An attorney for Abedin did not immediately respond to a request for comment. *** But more about Huma’s lawyer….Miguel Rodriguez……
Breitbart: Top Hillary Clinton aide Huma Abedin’s lawyer for the email investigation has a glaring conflict-of-interest in the case: he was an Obama administration “point person” on Benghazi who dealt with classified information and exchanged redacted emails with Hillary Clinton.
Miguel Rodriguez of the Washington law firm Bryan Cave is part of Abedin’s big-money legal team and is already handling communications with the government on her behalf during the scandal.
But Rodriguez brings some personal baggage to his role as Abedin’s counsel, as first noted by blogger Ron Brynaert.
Before joining Bryan Cave, Rodriguez served as deputy assistant secretary at Hillary Clinton’s State Department; then he was President Obama’s legislative director, where he became a “point person” on the administration’s Benghazi response.
“Once the attack piqued the interests of lawmakers, there were dozens of hearings, some of them classified,” the Washington Post reported in March 2013. “Senators and representatives had reports to review and questions they wanted answered about Benghazi. With the integrity and reputations of both Obama and Clinton on the line, Rodriguez emerged as a behind-the-scenes point person, colleagues said.”

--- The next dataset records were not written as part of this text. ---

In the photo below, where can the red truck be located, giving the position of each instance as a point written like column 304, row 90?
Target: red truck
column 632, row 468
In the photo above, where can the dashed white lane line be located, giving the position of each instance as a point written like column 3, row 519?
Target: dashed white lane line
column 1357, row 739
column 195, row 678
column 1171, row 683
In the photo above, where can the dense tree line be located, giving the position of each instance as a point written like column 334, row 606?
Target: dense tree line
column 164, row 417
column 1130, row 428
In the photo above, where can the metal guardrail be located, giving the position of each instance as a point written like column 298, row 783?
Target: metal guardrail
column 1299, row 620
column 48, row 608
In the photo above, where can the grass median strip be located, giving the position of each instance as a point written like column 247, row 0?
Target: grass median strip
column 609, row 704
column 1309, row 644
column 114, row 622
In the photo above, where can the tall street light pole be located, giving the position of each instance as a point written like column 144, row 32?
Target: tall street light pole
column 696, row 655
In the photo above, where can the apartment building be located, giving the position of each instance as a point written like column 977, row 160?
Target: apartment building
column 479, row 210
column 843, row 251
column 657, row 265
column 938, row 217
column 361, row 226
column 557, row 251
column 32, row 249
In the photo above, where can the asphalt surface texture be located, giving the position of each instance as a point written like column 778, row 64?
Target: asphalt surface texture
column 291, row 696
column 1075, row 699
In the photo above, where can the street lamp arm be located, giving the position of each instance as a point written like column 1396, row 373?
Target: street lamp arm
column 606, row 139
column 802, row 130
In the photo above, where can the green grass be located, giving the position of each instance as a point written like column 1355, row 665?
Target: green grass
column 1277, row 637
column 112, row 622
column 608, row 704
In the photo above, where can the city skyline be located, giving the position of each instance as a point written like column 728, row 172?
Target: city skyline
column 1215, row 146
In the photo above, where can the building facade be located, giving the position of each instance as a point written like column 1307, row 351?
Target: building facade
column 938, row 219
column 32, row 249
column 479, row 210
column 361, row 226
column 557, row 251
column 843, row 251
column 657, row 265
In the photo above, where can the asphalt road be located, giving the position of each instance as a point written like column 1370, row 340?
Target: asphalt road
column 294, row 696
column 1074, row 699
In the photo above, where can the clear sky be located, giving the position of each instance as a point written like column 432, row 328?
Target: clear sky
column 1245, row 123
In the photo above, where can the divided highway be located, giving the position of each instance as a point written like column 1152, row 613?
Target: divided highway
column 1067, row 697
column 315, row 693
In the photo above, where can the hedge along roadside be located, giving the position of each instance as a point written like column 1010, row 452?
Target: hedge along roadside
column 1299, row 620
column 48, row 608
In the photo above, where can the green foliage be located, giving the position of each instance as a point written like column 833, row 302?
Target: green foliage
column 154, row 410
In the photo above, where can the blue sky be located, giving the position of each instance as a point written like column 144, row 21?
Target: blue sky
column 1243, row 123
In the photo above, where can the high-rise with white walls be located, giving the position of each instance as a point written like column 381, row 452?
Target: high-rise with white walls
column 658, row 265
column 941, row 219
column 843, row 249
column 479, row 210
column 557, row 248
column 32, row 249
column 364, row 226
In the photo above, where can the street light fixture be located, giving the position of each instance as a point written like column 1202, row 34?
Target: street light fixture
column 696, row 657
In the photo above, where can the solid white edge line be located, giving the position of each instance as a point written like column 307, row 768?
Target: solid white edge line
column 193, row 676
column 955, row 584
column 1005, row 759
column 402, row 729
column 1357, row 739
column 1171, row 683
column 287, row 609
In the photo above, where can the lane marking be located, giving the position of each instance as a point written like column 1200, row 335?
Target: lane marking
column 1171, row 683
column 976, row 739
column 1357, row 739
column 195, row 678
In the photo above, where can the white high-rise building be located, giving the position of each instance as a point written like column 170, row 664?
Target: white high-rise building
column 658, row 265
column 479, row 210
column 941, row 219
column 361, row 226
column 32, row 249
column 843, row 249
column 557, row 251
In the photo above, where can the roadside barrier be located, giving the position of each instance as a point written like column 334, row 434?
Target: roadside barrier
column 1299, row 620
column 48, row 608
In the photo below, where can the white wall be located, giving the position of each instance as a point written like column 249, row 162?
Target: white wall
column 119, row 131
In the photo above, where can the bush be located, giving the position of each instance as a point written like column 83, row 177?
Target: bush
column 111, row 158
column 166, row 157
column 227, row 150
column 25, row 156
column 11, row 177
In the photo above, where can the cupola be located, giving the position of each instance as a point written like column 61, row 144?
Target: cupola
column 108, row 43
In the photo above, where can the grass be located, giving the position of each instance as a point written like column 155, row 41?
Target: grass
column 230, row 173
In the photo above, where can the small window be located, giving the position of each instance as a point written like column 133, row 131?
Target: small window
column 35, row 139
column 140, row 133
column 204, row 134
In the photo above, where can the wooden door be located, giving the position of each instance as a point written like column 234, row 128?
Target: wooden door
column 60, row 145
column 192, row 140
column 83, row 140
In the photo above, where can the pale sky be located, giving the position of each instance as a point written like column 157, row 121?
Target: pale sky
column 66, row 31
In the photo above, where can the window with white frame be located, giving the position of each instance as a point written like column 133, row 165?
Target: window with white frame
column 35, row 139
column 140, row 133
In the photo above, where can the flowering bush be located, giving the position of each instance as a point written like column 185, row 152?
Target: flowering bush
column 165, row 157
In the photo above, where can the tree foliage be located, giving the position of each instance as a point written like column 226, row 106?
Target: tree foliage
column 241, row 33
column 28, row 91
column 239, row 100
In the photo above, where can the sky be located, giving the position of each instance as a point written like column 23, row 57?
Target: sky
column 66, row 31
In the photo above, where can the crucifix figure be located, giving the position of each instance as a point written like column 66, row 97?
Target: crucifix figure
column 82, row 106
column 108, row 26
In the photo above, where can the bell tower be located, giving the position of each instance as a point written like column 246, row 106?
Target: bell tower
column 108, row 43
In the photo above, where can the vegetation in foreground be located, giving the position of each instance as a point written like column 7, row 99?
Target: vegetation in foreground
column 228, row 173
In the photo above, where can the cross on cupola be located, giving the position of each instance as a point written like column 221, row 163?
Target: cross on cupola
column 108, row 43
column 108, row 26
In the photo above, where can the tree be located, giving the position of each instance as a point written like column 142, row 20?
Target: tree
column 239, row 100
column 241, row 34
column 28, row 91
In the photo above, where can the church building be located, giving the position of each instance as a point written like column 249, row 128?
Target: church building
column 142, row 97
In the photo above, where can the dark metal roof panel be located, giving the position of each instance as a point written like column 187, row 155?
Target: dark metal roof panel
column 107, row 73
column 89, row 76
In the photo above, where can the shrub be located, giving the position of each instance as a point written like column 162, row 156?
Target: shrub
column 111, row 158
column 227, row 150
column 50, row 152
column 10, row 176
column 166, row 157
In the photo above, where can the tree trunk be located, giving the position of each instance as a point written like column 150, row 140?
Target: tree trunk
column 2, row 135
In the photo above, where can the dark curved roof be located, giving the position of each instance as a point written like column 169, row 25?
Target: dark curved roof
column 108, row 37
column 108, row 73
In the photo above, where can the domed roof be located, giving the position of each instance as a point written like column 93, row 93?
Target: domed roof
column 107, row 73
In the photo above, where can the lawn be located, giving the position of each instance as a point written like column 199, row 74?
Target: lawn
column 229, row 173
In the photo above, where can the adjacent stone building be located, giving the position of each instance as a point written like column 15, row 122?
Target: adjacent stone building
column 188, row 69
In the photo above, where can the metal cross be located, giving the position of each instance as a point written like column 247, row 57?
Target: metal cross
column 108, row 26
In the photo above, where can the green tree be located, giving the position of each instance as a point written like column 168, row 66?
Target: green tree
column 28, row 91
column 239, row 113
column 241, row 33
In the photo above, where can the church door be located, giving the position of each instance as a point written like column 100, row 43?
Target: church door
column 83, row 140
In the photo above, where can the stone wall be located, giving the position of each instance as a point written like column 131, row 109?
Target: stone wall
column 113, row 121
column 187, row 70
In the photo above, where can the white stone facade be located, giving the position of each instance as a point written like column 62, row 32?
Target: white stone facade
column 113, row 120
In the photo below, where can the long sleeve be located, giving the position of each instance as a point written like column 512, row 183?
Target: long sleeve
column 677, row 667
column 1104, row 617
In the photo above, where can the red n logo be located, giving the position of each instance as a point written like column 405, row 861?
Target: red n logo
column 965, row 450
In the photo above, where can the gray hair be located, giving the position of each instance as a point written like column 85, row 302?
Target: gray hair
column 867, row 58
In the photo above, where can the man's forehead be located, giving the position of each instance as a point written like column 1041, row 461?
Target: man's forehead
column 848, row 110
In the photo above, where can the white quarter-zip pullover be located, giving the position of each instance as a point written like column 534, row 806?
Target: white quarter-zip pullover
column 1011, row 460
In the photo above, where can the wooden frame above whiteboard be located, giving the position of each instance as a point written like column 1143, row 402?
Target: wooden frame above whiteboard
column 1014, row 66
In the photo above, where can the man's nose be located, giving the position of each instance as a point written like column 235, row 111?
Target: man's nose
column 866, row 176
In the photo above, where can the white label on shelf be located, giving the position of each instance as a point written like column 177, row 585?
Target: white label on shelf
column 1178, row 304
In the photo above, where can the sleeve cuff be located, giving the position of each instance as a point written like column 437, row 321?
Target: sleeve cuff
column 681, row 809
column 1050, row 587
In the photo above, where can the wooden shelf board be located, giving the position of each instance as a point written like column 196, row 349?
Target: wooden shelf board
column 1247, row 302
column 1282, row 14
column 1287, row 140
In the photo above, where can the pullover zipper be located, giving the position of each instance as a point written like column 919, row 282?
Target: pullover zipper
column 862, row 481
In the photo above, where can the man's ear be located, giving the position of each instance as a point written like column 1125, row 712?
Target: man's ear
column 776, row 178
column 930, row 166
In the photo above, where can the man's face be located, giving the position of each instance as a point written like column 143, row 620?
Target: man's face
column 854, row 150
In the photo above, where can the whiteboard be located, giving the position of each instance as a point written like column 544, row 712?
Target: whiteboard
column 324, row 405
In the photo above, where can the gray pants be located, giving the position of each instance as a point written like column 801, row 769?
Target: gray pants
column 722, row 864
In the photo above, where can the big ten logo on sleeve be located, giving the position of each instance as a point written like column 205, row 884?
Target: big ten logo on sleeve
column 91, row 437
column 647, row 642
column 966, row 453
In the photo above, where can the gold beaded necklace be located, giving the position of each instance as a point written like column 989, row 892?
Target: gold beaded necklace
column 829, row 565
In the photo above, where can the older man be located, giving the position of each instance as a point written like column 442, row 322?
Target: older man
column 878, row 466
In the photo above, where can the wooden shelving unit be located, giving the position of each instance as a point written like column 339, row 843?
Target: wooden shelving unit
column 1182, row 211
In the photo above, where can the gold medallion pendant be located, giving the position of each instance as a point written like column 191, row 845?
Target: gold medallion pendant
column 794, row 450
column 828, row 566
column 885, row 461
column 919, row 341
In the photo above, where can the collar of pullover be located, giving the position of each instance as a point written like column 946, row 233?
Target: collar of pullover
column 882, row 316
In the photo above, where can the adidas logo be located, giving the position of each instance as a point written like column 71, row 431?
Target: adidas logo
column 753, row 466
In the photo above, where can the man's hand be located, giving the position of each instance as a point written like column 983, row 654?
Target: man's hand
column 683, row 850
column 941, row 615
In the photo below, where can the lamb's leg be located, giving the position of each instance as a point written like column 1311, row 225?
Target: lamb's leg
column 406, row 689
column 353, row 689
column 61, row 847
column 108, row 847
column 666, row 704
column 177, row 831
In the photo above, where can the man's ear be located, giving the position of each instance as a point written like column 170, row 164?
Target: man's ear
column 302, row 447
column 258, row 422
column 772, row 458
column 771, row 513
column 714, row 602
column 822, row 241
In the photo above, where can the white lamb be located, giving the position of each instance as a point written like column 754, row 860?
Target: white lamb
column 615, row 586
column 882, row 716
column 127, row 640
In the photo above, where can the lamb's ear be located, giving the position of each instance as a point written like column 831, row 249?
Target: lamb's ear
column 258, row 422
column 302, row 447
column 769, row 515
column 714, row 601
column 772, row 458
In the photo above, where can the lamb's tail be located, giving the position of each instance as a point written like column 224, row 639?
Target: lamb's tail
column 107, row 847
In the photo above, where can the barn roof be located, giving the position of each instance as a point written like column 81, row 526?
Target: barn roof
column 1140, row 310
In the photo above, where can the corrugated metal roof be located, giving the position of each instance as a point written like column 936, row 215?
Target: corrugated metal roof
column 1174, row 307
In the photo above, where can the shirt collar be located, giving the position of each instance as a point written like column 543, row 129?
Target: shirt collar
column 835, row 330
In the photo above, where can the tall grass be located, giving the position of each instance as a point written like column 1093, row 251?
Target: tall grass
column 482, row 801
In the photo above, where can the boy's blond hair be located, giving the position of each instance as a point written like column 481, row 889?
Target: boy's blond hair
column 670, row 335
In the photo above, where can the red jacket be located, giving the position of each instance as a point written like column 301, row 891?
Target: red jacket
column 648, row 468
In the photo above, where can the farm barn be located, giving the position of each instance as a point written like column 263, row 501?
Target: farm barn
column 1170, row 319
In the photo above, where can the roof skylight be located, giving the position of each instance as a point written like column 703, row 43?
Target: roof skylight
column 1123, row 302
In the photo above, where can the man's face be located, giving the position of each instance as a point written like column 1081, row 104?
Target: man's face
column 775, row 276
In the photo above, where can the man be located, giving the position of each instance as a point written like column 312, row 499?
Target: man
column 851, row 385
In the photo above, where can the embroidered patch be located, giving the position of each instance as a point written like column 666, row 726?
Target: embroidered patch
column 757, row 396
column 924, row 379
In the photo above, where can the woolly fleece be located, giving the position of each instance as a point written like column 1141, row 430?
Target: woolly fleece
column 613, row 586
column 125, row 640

Hillary Clinton spokesman Philippe Reines told the Post that “Miguel was not just in the thick of it; he was at the forefront of it. It was just an around-the-clock effort, and we leaned on Miguel as if he never left State.”
On October 28, 2010, Rodriguez pinged Abedin on a group email with subject line “Baby,” which Abedin forwarded to Hillary with the line “Fyi.” That entire email was completely redacted in the State Department’s ongoing release of some Clinton emails.
Rodriguez advised top Clinton staffer Jacob Sullivan in July 2010 on a hearing chaired by Sen. Bob Menendez regarding the Libyan “Lockerbie Bomber,” and Sullivan forwarded Rodriguez’s advice to Clinton.
“I asked who they think Menendez might want to call as a witness. They said Tony Blair. I laughed. They didn’t,” Rodriguez wrote.
Rodriguez offered advice to a Clinton State Department spokesman in a November 24, 2009 email that was forwarded directly to Clinton through her top aide Cheryl Mills.
“Our nominations wallah — perhaps you have met him already, Miguel Rodriguez — agrees with my gut that, if you are announced before the trip next week, you should probably send someone else in your place,” State Department official Matthew Rooney wrote to former Clinton State Department spokesman Ian Kelly. “Even though your day job gives you every reason to go, as soon as you are public you want to avoid any gesture that a Senator could interpret as presuming advice and consent.”
A representative for Rodriguez at Bryan Cave did not provide a comment for this report.